LISTSERV 16.5 - CODE4LIB Archives

[I also put this on AUTOCAT. Apologies if you also follow that. This
falls at the intersection of hand-cataloging, data processing and
simple AI.]

I wonder if anyone has thoughts on the best way to identify the source
of summary/description data (520s) across a large corpus of MARC
records?

My primary goal is to distinguish between more neutral,
librarian-written summaries, and the more promotional summaries
derived from publishers sources, whether typed in from flap copy or
produced by ONIX-MARC conversion. I can see a number of uses for this
distinction; one is that members of LibraryThing much prefer short,
neutral descriptions, and abhor the lengthy purple prose of many
publisher descriptions.

So far I have a few ideas, but I'd love your thoughts on more:

The 520 $c (and $u, $2) ought to have source information. But it's
rarely filled out. Are there any other "tells"?

Some catalogers put "-- Publisher" or "-- Publisher description" at
the end of a 520 that comes from a publisher. I'd be interested in
hearing about other conventions you use or know.

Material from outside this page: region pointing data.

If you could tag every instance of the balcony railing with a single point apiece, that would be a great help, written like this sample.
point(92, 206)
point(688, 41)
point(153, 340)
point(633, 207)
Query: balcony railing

I could compare the MARC descriptions I have with similar data from
Ingram, Amazon and Bowker, which (mostly) come from publishers. If
they match, it's probably publisher provided. (All this ignores
summaries that come from non-library, non-publisher sources.)

100% accuracy will no doubt elude me, but if I can identify a large
set of both publisher and non-publisher, I can perhaps use them as a
training set for a Bayesian filter. It's probably that certain words
mark something out as publisher-derived—"much-anticipated,"
"bestselling," "seminal," etc.

There are legal or OCLC-annoying issues with re-sharing the
descriptions outright, but we'd be more than willing to what we
conclude about summaries with the larger cataloging world, such as via
hash.

What do you think?

Tim Spalding
LibraryThing

PS: It's probably too far outside my goals, but it would be
interesting to go farther. As a former classics scholar-in-training,
I'm tempted to try to automate the creation of a text-critical
stemma--a tree built by analyzing accumulated changes--and try to peg
the versions to their contributing institutions. Could be cool, no?